Developer's dont write tests if writing tests is hard. Simple as that. If writing tests is hard because you never invested in setting up a good test infrastructure with helpful utilities, you fucked up. If writing tests is hard because your architecture is a cluster fuck of mixed responsibilities, you fucked up.
This is were good tech leadership matters. Leadership must push back on product to make room too build out test infrastructure. Otherwise you'll see individual engineers who do the right thing get punished for it because get aren't delivering tickets.
Word.
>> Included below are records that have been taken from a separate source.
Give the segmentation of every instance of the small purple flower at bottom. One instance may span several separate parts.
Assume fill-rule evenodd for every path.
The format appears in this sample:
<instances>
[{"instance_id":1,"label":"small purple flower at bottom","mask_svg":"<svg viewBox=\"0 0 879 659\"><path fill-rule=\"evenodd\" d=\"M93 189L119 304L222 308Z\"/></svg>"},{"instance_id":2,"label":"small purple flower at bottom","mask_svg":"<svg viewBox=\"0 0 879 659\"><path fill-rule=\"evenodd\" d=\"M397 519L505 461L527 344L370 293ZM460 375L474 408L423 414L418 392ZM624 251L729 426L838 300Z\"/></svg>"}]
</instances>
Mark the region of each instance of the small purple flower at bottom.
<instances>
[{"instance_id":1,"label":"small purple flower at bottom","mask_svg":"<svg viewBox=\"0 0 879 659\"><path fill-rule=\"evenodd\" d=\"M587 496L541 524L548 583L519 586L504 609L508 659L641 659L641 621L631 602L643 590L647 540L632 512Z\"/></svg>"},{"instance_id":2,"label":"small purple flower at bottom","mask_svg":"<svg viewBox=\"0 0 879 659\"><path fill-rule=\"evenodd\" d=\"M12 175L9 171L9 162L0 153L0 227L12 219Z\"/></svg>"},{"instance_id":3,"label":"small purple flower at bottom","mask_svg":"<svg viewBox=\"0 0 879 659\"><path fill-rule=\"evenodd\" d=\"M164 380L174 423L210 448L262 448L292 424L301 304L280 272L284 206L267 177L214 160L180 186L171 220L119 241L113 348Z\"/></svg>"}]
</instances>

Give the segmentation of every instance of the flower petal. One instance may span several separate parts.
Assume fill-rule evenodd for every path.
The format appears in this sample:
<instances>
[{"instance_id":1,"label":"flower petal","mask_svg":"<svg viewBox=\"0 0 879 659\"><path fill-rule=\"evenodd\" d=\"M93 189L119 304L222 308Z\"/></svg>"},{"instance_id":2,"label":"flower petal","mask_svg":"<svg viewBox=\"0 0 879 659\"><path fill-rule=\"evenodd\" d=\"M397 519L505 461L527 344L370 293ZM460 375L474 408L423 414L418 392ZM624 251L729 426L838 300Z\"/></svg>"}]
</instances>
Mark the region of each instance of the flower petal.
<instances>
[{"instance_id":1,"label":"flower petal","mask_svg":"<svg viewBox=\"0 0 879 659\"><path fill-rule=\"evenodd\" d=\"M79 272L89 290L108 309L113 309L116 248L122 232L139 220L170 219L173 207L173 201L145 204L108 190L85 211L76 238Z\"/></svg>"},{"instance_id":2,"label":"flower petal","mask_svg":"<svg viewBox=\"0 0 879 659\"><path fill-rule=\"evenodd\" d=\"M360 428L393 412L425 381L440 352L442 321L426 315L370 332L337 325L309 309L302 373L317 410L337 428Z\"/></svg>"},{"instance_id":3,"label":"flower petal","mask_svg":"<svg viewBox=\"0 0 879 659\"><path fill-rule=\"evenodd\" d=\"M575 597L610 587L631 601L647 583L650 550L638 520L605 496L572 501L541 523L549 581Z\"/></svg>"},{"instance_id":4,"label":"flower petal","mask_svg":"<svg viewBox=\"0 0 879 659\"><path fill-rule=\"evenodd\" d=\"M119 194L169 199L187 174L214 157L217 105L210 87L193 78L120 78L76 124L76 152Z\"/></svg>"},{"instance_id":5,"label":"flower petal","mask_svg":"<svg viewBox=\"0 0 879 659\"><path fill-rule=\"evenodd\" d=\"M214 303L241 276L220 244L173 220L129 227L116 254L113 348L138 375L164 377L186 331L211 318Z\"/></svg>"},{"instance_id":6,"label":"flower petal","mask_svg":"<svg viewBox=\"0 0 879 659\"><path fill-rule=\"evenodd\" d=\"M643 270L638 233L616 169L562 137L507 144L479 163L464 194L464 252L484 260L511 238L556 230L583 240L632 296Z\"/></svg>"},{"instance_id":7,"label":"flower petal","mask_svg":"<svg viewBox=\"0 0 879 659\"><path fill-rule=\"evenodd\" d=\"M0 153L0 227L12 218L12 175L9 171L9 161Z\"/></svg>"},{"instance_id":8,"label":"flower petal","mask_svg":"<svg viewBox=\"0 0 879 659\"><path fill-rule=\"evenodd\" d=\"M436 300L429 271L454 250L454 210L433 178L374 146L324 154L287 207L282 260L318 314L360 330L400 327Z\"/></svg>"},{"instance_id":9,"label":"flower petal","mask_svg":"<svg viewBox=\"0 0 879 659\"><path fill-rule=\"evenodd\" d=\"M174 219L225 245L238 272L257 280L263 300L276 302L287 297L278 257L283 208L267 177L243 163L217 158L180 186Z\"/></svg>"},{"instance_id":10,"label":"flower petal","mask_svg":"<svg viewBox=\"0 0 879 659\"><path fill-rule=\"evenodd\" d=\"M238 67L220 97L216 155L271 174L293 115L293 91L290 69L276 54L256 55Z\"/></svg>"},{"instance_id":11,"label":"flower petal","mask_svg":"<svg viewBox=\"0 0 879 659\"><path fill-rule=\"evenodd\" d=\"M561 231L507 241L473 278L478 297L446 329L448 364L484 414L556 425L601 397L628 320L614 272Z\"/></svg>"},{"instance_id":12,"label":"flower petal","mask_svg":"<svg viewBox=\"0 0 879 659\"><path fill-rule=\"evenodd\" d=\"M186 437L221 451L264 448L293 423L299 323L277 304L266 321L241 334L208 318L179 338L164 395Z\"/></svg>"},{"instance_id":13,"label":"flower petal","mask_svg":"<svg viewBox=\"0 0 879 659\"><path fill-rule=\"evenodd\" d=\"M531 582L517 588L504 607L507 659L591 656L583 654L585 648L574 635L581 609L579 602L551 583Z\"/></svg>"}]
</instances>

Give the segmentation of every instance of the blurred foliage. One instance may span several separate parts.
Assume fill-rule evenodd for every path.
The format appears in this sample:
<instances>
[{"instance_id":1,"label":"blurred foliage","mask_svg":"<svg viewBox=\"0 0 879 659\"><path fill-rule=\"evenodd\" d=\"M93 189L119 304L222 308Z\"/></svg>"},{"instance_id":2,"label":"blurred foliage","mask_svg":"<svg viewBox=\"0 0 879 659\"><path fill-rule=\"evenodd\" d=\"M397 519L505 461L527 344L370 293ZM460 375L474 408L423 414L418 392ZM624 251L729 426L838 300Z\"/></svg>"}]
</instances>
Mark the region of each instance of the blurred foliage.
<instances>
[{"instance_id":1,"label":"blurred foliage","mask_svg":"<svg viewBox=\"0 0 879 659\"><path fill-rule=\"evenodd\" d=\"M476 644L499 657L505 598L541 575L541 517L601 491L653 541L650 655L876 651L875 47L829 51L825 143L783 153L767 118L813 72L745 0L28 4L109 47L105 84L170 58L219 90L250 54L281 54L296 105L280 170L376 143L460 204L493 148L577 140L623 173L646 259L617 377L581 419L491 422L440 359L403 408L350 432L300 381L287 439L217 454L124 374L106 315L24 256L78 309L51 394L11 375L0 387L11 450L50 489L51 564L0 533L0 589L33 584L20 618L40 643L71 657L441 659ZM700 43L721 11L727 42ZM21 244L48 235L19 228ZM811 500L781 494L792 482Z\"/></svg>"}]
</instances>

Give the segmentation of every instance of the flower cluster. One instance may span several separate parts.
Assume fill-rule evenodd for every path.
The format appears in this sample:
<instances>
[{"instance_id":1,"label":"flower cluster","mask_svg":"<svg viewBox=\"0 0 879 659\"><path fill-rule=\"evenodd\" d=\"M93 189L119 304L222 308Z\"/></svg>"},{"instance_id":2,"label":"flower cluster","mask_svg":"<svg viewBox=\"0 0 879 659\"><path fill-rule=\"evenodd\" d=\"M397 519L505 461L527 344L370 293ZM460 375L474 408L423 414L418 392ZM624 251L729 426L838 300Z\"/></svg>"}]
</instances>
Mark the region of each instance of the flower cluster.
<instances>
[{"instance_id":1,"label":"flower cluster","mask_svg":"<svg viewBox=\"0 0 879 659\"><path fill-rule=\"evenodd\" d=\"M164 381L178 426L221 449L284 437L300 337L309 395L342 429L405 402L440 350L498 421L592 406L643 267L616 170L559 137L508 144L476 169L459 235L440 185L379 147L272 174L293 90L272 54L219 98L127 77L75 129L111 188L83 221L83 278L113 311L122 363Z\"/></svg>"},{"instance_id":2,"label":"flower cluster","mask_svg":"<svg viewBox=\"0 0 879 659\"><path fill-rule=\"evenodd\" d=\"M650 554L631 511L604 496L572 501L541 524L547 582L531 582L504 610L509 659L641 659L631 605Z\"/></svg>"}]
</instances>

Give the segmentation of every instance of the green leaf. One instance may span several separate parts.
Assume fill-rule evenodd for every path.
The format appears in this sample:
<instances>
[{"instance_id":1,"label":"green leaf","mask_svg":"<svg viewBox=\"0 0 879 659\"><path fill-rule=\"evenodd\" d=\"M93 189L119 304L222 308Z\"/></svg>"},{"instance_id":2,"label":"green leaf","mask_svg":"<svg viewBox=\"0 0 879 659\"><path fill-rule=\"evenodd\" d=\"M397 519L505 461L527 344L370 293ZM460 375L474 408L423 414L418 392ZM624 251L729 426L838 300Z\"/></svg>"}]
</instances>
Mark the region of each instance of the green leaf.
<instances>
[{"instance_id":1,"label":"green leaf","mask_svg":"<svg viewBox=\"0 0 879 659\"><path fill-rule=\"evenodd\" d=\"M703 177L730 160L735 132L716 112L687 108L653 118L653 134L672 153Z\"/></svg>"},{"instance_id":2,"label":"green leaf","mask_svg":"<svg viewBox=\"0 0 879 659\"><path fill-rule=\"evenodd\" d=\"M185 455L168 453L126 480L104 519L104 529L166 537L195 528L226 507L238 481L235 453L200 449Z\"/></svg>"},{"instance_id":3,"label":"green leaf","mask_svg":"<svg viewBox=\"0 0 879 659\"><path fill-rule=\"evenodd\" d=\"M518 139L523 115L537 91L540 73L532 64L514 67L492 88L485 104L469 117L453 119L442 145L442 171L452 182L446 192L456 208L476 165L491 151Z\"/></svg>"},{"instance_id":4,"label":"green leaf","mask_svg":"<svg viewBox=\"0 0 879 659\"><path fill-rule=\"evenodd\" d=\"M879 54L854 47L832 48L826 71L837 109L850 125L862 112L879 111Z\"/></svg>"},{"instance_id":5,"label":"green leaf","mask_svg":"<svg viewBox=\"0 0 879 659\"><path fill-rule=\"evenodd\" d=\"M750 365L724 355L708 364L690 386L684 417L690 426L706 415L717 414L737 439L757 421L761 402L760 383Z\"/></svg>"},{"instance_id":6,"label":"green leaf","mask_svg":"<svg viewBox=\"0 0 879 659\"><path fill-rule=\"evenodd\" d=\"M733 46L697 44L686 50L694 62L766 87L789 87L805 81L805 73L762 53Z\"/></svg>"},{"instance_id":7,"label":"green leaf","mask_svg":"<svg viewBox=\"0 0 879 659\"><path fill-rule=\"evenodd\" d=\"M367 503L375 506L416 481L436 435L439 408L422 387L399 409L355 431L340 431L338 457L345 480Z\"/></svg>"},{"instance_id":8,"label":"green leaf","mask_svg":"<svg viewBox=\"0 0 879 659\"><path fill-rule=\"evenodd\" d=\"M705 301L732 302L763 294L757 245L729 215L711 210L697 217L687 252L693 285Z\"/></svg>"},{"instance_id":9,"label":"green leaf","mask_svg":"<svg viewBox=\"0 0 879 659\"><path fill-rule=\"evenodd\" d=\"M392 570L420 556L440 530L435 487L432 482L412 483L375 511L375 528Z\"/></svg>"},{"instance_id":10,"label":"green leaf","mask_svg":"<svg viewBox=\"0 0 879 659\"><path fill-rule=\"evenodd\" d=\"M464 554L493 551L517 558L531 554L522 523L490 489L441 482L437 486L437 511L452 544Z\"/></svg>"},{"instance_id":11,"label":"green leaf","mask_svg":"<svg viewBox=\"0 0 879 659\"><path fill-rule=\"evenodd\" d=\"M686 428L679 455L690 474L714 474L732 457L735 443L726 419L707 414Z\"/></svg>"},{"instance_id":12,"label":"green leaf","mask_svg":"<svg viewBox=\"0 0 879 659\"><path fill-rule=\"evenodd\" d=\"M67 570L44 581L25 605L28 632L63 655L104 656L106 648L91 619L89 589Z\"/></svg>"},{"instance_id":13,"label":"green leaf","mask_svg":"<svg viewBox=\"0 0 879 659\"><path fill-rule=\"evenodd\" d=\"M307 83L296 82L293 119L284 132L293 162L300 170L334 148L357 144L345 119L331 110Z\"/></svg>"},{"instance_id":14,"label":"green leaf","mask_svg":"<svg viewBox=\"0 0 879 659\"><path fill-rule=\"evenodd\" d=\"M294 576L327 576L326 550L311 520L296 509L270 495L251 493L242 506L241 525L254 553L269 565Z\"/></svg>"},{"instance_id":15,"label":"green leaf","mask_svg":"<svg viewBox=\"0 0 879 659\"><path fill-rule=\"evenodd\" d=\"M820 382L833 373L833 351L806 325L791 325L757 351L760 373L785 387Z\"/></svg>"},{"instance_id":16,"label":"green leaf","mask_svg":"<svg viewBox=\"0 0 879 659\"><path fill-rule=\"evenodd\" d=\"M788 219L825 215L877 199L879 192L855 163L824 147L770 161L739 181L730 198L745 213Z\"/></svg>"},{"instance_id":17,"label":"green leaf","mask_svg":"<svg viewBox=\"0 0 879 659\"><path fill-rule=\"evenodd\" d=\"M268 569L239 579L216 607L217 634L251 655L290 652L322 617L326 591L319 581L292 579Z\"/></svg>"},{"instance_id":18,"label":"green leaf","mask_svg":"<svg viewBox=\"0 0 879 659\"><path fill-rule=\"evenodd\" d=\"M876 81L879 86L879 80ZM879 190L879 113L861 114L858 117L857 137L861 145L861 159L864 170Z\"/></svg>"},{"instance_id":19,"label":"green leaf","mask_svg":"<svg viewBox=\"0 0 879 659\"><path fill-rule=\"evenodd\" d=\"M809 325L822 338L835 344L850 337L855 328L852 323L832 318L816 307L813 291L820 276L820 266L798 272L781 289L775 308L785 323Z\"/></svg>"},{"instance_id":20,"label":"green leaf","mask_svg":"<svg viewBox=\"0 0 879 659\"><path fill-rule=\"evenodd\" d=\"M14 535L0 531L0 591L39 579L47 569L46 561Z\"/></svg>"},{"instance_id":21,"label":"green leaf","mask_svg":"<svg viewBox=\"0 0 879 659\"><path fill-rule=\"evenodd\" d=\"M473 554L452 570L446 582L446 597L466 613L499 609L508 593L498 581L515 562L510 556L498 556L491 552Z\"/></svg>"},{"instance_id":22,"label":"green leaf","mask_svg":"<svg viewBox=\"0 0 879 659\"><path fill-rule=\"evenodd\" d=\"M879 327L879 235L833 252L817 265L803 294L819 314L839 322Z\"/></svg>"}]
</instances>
I work for a reasonably large online retailer that fancies itself a "tech company" and you'd be amazed at the pushback I kept getting for insisting on a proper test infrastructure for their mobile apps - dependency injection for mock API endpoints with captured data, fuzzing to capture UI weaknesses and the like. But no, they need to go fast because... well, because their product/market fit isn't that stable and they're using "data driven" decision making to justify chasing one rabbit after another to try and juice the stock price.
It's also really hard if you don't do it right from day 1. You'll be spending substantial developer time to put things in place and achieve minimal coverage which means the positive results might not materialize till much later. Worse, the positive result might just be slowing down the rot and you'll never be credited by much of the org for things not having gotten worse. Even worse, if you get replaced by a yes-man who stops enforcing testing and clean up, a temporary "boost" will happen. It's all totally broken and it's honestly burning me out about this industry.
Some things cannot be tested. I work in distributed systems a lot and you can unit/integration test simple functionality, but there is nothing which can test how your system will behave in prod outside of just trying it out.
I find having really good metrics and a tight development cycle allows for quickly iterating on distributed systems problems. Obviously the best situation is to have all of the above: unit tests, integration tests, and a tight development cycle in prod.
If I had to pick one because I am time constrained, I would choose testing in prod with good metrics which is maybe what the article is getting at.
You can get quite close to reality with really good integration tests. There's all sorts of real life scenarios ive hit like flaky networks, email appearance in various clients, etc. that can be integration tested with a bit of creativity but most people wouldnt even think to do it.
The investment in this stuff can be quite high...unless you've got premade tooling for all of this that you can just drop in.
Yes, unless you are doing a clean room implementation of paxos or the raft protocol it probably isn’t worth the effort to create harnesses to simulate packet loss, thundering herds, split brain, out of order responses, etc. Even then, if you are writing some distributed synchronization primitives you might be better off with formal proofs than some sort of test harness.
To give an example: You can unit test your OBD response parser all you like, at some point you have to actually get in the car and see what gibberish the OBD adapter spews at your app, what timeouts it needs, how reliable it is, etc
Writing tests, if you have to mock everything each time because you can't duplicate the production, isn't really hard. It's long and boring.
If I have to ballpark an estimate on a tool/project, I say upfront something like: it'll take me 6 days olus a day for very limited tests, so 7. Twice as much with almost complete coverage. But each time we'll have to improve/refractor, a bit of that time will be recovered.
Basically I ask how important the new project will be,without asking that (because 99% of the time the response is 'very').
I'm realizing I just say I was managing my managers. Should I ask for senior devops position now? :)
I was unclear, I apologize. The 'quick testing' isn't really testing imho. (basically no unit test, small integration tests with the data I could steal from the prod DB). It takes around 20% of the time (or 1/6 in my example taken from my last project). The 80% coverage that include mocking and unit test double that time.
I am always extremely clear with my estimates being just that, estimates, and that a complete testing double dev time. Most of the time I'm told 'we don't care right now', but on some projects, management accept longer dev time for more stability and less bugs (we build internal tools).
This is absolutely it. I've worked on multiple projects simultaneously where I wrote great tests on one project and few to no tests on the other. It wasn't the developer that changed, it was that one codebase was designed with testing in mind, while the other was not and was therefore extremely cumbersome to write tests for. That also meant that in the second codebase whole UI flows had no tests, so if I made one tweak to the UI flow I wasn't going to spend a week figuring out how to test it and everything around it.
The worst thing is how often developers almost fatalistically accept that testing sucks. I don't blame them though because improving the test infrastructure has little short-term business value or so they say.
You could spend your entire life improving test infrastructure. There's clearly a cut off point where the investment stops making sense but it's hard to know when.
The investment calculation is quite complex and many of the variables require guesses. A lot of returns on automation work are not positive.
The irony is that is absolutely does have business value. Unfortunately, it's easier to quantify the problems you've had on prod than the problems you've prevented on prod, so people tend to measure against the former.